Mom-i

(Work in progress)

We called my mother’s mother, Mom-i. 

My Mom-i passed down to my mother and me, her stubbornness, independence, light eyes, dainty hands, and a proclivity for sewing. The lingering sensation of not belonging, a motif threading through my own life, seems to have been woven into the lives of my mother and Mom-i too. My Mom-i passed away when I was a teenager. What I know of her, stem from my childhood memories and my mother’s stories. Memories are notoriously inaccurate and our present selves have a great influence on how we recall the past. Who was Mom-i really? Can I know her impartially? What other parts of her are threaded through me?

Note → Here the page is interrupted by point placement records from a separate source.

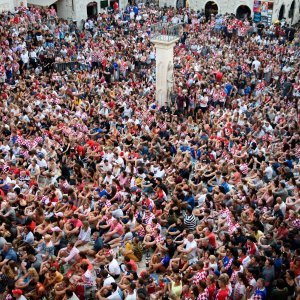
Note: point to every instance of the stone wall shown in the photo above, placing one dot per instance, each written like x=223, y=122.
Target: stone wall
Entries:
x=231, y=6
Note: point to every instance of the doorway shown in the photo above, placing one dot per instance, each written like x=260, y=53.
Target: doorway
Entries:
x=180, y=4
x=292, y=11
x=243, y=12
x=211, y=8
x=92, y=9
x=281, y=12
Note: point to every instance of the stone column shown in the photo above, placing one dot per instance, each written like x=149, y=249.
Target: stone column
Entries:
x=164, y=70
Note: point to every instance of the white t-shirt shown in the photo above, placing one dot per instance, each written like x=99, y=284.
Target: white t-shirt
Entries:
x=131, y=297
x=193, y=254
x=115, y=295
x=114, y=267
x=269, y=172
x=108, y=281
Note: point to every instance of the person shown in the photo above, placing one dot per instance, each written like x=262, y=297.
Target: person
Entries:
x=18, y=294
x=7, y=254
x=94, y=163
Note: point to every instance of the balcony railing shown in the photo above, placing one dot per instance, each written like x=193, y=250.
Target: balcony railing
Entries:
x=166, y=32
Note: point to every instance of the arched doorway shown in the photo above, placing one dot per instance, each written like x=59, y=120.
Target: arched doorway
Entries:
x=281, y=12
x=292, y=11
x=180, y=4
x=243, y=12
x=211, y=8
x=91, y=9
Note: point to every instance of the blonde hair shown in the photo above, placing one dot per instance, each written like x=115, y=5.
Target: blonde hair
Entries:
x=34, y=274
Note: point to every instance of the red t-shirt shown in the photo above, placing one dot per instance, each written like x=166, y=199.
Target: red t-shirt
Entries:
x=222, y=294
x=212, y=240
x=219, y=76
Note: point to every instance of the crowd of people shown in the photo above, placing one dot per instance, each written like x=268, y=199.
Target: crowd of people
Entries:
x=107, y=195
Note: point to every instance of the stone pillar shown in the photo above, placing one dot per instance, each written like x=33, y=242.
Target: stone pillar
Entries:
x=164, y=70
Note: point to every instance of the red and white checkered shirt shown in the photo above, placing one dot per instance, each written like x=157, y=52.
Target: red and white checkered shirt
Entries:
x=204, y=295
x=199, y=276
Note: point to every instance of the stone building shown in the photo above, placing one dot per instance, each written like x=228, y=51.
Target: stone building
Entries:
x=81, y=9
x=276, y=9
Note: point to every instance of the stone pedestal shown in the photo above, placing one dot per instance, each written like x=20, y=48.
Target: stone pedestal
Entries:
x=164, y=68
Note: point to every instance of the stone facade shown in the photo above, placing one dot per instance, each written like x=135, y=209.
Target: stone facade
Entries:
x=9, y=5
x=231, y=6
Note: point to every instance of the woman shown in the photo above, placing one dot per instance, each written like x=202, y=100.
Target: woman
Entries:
x=290, y=283
x=268, y=272
x=46, y=247
x=43, y=228
x=239, y=291
x=223, y=292
x=6, y=278
x=60, y=288
x=133, y=249
x=84, y=236
x=180, y=263
x=175, y=287
x=28, y=281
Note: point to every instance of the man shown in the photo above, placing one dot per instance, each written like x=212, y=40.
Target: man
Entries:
x=189, y=247
x=8, y=253
x=72, y=226
x=113, y=267
x=189, y=219
x=70, y=295
x=116, y=231
x=69, y=253
x=18, y=294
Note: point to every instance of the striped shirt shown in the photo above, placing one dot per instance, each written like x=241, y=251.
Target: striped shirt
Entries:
x=190, y=221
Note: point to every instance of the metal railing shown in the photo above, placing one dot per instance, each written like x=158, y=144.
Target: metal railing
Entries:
x=71, y=65
x=165, y=31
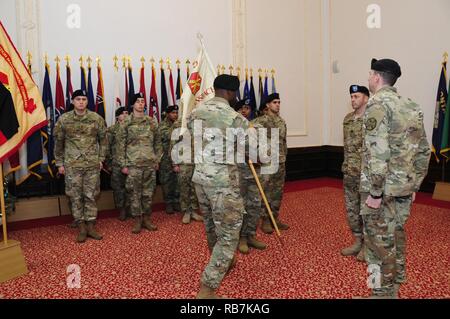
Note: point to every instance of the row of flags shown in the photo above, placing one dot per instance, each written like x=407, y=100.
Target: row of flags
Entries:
x=441, y=127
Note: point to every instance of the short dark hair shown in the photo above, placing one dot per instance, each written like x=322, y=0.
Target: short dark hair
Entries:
x=388, y=78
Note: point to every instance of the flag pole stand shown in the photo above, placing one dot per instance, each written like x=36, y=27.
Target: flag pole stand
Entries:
x=12, y=261
x=442, y=189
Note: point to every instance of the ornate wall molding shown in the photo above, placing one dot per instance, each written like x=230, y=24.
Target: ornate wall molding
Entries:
x=29, y=33
x=239, y=33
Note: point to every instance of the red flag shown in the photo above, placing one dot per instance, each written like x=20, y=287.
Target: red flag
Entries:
x=59, y=95
x=172, y=91
x=100, y=98
x=126, y=86
x=153, y=112
x=142, y=86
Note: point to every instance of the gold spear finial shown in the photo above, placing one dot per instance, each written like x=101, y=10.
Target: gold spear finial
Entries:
x=116, y=59
x=129, y=61
x=89, y=60
x=29, y=57
x=67, y=58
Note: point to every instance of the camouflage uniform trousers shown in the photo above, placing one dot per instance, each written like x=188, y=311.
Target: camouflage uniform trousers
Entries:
x=353, y=204
x=169, y=183
x=82, y=187
x=252, y=202
x=140, y=186
x=118, y=180
x=188, y=199
x=274, y=187
x=223, y=211
x=385, y=239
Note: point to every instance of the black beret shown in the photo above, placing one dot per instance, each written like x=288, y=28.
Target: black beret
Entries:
x=135, y=97
x=240, y=104
x=79, y=93
x=271, y=97
x=227, y=82
x=172, y=108
x=120, y=110
x=386, y=65
x=359, y=89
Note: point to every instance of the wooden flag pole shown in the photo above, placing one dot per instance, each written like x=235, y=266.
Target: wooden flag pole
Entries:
x=2, y=202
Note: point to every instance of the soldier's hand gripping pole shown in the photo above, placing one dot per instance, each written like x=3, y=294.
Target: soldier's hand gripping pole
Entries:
x=263, y=195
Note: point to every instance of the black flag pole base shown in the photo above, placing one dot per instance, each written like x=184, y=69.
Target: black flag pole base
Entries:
x=12, y=261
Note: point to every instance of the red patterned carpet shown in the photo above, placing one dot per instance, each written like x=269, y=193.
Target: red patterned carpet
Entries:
x=168, y=263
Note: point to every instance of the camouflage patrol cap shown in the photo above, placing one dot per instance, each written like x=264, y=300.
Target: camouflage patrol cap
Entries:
x=79, y=93
x=120, y=110
x=172, y=108
x=359, y=89
x=387, y=65
x=240, y=104
x=135, y=97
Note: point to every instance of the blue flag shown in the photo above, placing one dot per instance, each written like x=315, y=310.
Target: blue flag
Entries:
x=47, y=133
x=441, y=103
x=91, y=100
x=130, y=85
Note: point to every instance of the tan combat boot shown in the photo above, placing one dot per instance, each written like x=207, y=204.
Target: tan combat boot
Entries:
x=206, y=293
x=92, y=232
x=137, y=225
x=253, y=242
x=148, y=224
x=266, y=226
x=243, y=247
x=354, y=249
x=186, y=218
x=122, y=214
x=82, y=235
x=197, y=217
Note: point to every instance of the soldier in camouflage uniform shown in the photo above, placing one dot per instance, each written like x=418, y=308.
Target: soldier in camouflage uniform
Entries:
x=117, y=177
x=351, y=167
x=217, y=181
x=139, y=149
x=272, y=120
x=80, y=146
x=250, y=195
x=185, y=170
x=395, y=161
x=168, y=177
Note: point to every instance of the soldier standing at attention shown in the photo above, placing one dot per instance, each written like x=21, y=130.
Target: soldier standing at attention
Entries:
x=117, y=177
x=168, y=177
x=272, y=120
x=394, y=163
x=217, y=181
x=251, y=196
x=80, y=147
x=139, y=149
x=351, y=168
x=185, y=171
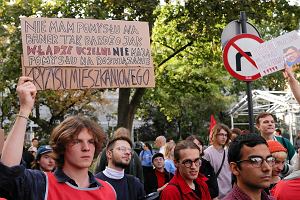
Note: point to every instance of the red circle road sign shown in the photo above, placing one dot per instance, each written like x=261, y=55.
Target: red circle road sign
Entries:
x=237, y=57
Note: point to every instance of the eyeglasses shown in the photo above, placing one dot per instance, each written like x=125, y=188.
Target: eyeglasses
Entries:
x=257, y=161
x=222, y=135
x=124, y=149
x=188, y=163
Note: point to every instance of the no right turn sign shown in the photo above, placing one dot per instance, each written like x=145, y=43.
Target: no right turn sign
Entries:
x=237, y=57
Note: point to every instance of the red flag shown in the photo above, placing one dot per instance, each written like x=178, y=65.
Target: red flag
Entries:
x=213, y=122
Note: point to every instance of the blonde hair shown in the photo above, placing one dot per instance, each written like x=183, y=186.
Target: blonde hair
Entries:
x=217, y=128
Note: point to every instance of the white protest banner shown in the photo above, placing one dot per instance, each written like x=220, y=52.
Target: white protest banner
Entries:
x=271, y=56
x=61, y=53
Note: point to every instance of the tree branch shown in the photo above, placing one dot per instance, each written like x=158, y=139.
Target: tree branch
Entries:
x=175, y=53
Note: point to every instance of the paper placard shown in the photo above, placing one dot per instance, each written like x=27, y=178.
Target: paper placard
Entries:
x=271, y=56
x=61, y=53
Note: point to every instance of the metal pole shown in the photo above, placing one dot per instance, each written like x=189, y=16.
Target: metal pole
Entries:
x=243, y=21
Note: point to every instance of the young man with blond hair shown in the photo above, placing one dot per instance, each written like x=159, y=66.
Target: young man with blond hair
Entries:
x=75, y=142
x=216, y=154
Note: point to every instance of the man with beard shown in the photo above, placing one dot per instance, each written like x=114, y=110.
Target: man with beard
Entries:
x=251, y=164
x=119, y=152
x=187, y=182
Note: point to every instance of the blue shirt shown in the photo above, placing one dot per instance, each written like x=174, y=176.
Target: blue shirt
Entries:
x=146, y=158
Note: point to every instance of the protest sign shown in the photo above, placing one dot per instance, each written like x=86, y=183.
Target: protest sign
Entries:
x=60, y=53
x=1, y=140
x=273, y=55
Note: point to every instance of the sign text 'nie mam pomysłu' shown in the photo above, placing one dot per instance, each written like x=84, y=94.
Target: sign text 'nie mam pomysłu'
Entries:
x=60, y=53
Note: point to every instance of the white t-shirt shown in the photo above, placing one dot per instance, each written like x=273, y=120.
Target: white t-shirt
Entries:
x=215, y=158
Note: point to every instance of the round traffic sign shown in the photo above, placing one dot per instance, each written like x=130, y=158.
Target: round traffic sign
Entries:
x=237, y=57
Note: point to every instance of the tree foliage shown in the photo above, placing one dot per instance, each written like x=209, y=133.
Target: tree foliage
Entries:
x=191, y=82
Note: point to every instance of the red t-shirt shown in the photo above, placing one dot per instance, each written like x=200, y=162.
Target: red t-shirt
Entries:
x=160, y=178
x=287, y=189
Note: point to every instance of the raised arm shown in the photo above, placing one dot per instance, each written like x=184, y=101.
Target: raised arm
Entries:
x=13, y=147
x=293, y=82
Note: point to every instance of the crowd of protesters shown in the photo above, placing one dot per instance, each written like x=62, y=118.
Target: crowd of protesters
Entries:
x=237, y=164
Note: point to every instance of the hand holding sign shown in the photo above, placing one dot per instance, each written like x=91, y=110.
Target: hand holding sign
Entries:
x=273, y=55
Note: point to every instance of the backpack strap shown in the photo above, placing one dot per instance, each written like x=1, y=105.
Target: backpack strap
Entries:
x=179, y=189
x=130, y=183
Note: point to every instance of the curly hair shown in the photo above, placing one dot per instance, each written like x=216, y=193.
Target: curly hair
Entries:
x=68, y=130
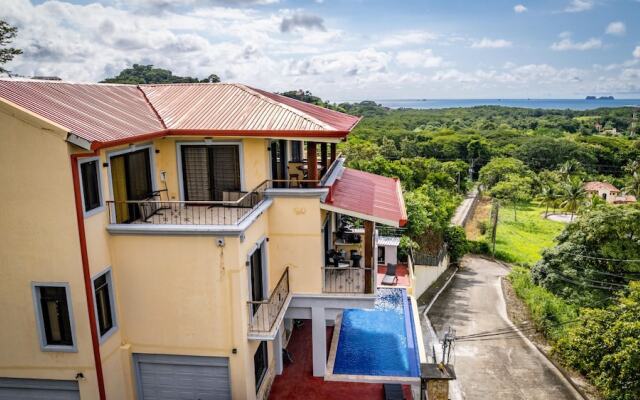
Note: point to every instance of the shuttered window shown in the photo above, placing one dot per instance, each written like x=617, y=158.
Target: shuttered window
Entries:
x=104, y=302
x=54, y=315
x=90, y=185
x=209, y=171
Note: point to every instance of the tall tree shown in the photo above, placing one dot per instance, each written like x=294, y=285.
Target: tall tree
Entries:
x=573, y=194
x=549, y=197
x=7, y=33
x=141, y=74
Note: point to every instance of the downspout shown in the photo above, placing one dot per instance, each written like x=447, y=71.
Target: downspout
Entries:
x=85, y=270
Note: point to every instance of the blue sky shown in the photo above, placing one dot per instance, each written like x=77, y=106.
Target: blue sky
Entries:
x=346, y=49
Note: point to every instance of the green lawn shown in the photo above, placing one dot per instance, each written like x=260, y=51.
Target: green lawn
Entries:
x=523, y=241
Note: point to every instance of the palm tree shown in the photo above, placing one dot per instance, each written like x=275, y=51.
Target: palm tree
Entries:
x=548, y=196
x=633, y=186
x=573, y=194
x=569, y=168
x=633, y=167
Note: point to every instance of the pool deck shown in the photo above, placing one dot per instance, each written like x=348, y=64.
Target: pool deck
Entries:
x=297, y=380
x=402, y=271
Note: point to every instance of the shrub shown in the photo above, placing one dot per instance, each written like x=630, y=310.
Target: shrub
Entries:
x=479, y=247
x=456, y=241
x=483, y=227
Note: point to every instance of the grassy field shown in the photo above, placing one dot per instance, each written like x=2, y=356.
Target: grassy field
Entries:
x=523, y=241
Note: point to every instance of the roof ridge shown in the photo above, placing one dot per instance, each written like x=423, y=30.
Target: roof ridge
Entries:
x=302, y=114
x=153, y=108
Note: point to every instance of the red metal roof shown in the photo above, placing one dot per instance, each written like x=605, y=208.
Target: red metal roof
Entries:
x=106, y=114
x=97, y=113
x=368, y=196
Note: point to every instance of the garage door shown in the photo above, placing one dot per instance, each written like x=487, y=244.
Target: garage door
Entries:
x=38, y=389
x=166, y=377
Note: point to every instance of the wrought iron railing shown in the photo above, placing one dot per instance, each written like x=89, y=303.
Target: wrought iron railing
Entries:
x=351, y=280
x=423, y=258
x=264, y=313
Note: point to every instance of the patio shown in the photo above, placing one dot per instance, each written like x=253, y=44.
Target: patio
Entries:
x=297, y=380
x=402, y=272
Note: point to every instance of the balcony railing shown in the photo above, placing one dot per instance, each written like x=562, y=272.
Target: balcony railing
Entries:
x=154, y=210
x=264, y=313
x=348, y=280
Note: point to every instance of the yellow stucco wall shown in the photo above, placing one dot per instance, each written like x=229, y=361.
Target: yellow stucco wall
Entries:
x=173, y=294
x=295, y=241
x=39, y=244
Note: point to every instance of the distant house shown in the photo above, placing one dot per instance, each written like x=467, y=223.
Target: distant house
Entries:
x=608, y=192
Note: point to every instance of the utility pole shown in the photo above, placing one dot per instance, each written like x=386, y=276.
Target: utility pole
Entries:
x=495, y=209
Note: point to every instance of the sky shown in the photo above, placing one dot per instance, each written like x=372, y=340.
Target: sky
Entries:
x=344, y=49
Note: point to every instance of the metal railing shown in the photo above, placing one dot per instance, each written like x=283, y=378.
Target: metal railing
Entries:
x=351, y=280
x=154, y=210
x=264, y=313
x=422, y=258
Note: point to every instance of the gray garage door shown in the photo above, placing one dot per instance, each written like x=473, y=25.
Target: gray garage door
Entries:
x=165, y=377
x=38, y=389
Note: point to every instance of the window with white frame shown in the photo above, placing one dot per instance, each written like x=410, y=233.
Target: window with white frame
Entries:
x=54, y=316
x=104, y=304
x=90, y=181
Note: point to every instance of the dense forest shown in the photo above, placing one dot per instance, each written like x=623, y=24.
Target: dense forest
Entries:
x=583, y=293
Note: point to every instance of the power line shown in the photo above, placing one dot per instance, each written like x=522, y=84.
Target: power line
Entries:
x=602, y=258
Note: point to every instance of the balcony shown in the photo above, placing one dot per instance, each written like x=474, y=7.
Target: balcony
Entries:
x=265, y=316
x=348, y=280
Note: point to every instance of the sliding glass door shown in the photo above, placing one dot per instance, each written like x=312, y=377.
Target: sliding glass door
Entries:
x=131, y=179
x=208, y=171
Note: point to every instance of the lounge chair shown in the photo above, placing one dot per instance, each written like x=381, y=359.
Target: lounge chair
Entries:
x=390, y=277
x=393, y=391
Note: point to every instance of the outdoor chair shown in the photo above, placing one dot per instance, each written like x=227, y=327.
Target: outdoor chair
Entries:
x=390, y=277
x=393, y=391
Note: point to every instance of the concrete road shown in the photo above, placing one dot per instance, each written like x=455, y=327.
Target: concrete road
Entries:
x=506, y=367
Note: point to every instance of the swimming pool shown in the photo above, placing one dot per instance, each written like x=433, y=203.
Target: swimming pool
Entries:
x=379, y=341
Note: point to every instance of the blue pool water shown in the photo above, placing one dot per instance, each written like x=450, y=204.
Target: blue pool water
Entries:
x=380, y=341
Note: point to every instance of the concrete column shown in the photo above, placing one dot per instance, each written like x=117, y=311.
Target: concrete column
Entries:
x=334, y=151
x=323, y=158
x=312, y=162
x=369, y=253
x=319, y=340
x=277, y=349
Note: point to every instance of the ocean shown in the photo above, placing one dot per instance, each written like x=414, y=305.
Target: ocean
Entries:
x=560, y=104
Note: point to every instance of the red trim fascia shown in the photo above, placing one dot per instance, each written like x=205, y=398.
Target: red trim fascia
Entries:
x=85, y=270
x=225, y=133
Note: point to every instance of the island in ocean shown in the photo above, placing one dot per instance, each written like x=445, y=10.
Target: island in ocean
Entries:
x=599, y=98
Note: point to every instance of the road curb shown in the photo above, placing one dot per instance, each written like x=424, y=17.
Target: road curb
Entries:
x=557, y=367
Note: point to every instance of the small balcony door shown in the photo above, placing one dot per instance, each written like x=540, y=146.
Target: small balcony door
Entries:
x=131, y=180
x=257, y=276
x=279, y=163
x=208, y=171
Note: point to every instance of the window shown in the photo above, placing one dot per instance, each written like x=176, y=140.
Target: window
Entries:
x=296, y=151
x=90, y=177
x=54, y=317
x=103, y=293
x=260, y=363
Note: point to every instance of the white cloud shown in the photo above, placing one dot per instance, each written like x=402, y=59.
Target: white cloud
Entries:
x=486, y=43
x=579, y=5
x=519, y=8
x=419, y=59
x=616, y=28
x=406, y=38
x=566, y=43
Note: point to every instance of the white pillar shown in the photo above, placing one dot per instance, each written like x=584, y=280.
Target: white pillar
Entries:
x=277, y=348
x=319, y=340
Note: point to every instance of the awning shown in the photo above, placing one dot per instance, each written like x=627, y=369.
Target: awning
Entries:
x=367, y=196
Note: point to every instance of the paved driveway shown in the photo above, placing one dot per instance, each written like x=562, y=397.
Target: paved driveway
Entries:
x=499, y=368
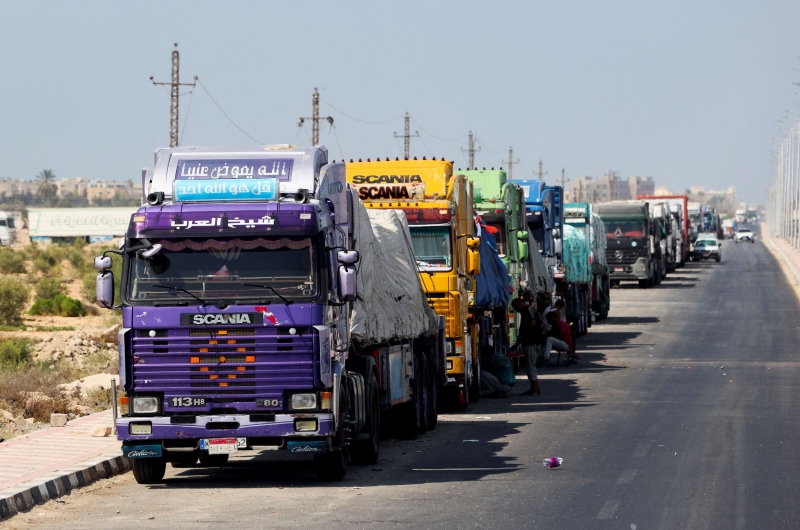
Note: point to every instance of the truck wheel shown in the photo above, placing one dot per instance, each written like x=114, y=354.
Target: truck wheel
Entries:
x=332, y=466
x=433, y=397
x=475, y=384
x=410, y=413
x=423, y=387
x=207, y=460
x=453, y=397
x=149, y=470
x=365, y=448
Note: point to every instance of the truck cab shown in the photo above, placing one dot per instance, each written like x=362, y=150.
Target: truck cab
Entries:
x=438, y=206
x=8, y=232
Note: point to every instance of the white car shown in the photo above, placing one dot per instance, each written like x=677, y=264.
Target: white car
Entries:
x=744, y=234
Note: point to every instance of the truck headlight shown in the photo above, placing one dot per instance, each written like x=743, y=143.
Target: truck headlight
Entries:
x=303, y=401
x=145, y=405
x=144, y=427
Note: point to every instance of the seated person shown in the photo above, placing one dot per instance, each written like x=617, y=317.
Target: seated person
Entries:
x=559, y=337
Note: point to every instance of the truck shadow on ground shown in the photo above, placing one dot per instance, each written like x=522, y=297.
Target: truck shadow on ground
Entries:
x=456, y=450
x=628, y=320
x=609, y=340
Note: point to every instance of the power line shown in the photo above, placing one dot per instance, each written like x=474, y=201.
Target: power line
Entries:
x=436, y=137
x=225, y=113
x=407, y=137
x=359, y=119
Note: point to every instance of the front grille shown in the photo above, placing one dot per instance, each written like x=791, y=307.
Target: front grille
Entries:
x=221, y=367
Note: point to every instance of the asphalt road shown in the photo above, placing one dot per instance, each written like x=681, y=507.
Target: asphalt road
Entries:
x=682, y=414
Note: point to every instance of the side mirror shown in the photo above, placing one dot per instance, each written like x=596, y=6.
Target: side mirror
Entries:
x=522, y=250
x=105, y=288
x=348, y=257
x=102, y=263
x=347, y=283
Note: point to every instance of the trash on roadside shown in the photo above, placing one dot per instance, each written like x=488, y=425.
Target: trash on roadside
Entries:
x=552, y=462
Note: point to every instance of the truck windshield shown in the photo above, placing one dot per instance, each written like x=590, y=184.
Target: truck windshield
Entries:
x=432, y=247
x=234, y=269
x=624, y=228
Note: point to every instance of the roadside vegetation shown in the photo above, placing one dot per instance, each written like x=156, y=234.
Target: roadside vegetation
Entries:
x=46, y=342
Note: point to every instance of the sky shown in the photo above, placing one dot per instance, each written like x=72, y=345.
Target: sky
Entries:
x=689, y=92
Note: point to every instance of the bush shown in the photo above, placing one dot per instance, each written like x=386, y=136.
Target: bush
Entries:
x=49, y=288
x=14, y=295
x=12, y=262
x=14, y=353
x=60, y=305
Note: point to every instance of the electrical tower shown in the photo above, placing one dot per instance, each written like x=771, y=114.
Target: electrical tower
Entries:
x=541, y=173
x=407, y=136
x=174, y=95
x=511, y=163
x=471, y=150
x=314, y=118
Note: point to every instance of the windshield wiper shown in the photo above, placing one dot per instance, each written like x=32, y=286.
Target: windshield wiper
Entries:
x=285, y=300
x=184, y=291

Just like when I was a kid, I take my camera into nature when I want to make sense of things. With the collaboration from the women in my family, we recreated scenes from my childhood and I photographed them. The scenes included Thanksgiving dinner at my Mom-i’s house, my Mom-i in her living room, my Mom-i at her sewing table. I chose to place the scenes amongst the Redwood Trees because the Redwoods have been a safe haven for me. “Mother Redwood Trees” pass an incredible amount of information to their seedlings, some information that we are aware of and some that will forever lie under the surface, a mystery that seems to mirror my own musings.

This project has been a practice in empathy and a search for belonging.